Но всего ужаснее, невыносимее было смотреть на те страшные раны, которые нанесли казацкие шашки, солдатские штыки и осколки квашниковских «гарнаток».
В особенности никогда не забуду одного трупа, который лежал у самой крепостной стены. Это был рослый, красивый брюнет с длинными черными усами и с бритой головой, которая вся была точно выкрашена синей краской. Этот красавец, очевидно, схватился правой рукой за стену крепости, и эта рука была отрублена почти по самый локоть. Она торчала прямо к небу своим кровавым отрубком, из которого выглядывала бледно-розовая расхруснутая кость. В то же время на груди этого трупа зияла огромная сквозная рана от осколка гранаты.

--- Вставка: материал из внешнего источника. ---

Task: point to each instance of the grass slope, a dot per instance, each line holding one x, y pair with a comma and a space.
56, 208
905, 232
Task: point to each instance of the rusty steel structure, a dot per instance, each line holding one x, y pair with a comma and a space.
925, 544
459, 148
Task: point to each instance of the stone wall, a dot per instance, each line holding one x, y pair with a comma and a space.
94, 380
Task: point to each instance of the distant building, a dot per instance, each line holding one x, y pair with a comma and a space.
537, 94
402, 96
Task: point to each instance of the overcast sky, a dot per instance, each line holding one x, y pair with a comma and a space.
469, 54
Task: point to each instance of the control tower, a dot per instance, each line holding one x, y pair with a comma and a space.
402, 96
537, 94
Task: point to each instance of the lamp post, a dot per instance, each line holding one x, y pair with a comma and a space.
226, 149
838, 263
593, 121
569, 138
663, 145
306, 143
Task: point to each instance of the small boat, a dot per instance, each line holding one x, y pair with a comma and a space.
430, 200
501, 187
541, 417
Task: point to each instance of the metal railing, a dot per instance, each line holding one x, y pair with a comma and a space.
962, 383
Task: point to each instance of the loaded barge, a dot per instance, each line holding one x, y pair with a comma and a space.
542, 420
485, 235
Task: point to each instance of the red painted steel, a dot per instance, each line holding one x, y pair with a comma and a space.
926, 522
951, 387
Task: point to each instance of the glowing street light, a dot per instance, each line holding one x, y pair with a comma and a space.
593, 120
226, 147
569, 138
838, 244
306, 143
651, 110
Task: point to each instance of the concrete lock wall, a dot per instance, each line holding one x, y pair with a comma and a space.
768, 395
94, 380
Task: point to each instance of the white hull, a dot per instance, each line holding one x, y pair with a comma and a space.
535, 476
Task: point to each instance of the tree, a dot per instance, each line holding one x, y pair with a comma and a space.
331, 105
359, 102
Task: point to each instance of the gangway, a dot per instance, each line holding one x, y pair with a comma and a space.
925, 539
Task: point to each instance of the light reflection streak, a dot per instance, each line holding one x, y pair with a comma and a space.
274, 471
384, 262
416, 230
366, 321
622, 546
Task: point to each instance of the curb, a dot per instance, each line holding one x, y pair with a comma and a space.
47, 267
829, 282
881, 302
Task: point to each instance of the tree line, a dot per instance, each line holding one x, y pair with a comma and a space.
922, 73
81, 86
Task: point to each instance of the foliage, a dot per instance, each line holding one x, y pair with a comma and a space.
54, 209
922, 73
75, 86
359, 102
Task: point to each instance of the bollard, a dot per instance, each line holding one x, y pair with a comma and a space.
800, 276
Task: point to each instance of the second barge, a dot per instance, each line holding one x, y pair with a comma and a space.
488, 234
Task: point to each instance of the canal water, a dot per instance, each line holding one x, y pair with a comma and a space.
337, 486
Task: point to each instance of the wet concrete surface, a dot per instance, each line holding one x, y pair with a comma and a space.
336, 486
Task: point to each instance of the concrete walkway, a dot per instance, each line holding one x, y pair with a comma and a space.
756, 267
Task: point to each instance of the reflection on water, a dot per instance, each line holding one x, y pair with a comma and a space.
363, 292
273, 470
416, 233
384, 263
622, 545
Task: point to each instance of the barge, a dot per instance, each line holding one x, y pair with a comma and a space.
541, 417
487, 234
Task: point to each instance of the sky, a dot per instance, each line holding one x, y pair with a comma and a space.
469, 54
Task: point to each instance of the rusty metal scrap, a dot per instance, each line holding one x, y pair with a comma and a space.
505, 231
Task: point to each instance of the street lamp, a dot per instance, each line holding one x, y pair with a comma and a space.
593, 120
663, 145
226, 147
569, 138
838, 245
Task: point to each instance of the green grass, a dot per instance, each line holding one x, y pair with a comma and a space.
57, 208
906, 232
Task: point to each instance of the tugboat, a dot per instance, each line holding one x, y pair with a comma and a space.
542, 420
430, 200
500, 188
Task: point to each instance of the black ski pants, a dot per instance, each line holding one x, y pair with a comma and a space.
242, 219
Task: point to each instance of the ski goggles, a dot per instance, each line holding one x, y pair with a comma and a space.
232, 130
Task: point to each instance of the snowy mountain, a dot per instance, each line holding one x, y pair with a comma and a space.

Очевидно, в то время, когда он падал с отрубленной рукой, прямо в грудь ему прилетел осколок гранаты и пробил ее насквозь.
— Мгновенная смерть! — заметил Боровиков, глядя на этот труп.
Мы ничего не сказали и молча хотели двинуться дальше; но в это время Квашников, который шел впереди нас, вдруг остановился, приподнял палец кверху и начал всматриваться, глядя на восток, где были завалы.
Там мы увидели дымки, и отдаленные выстрелы долетели до нас.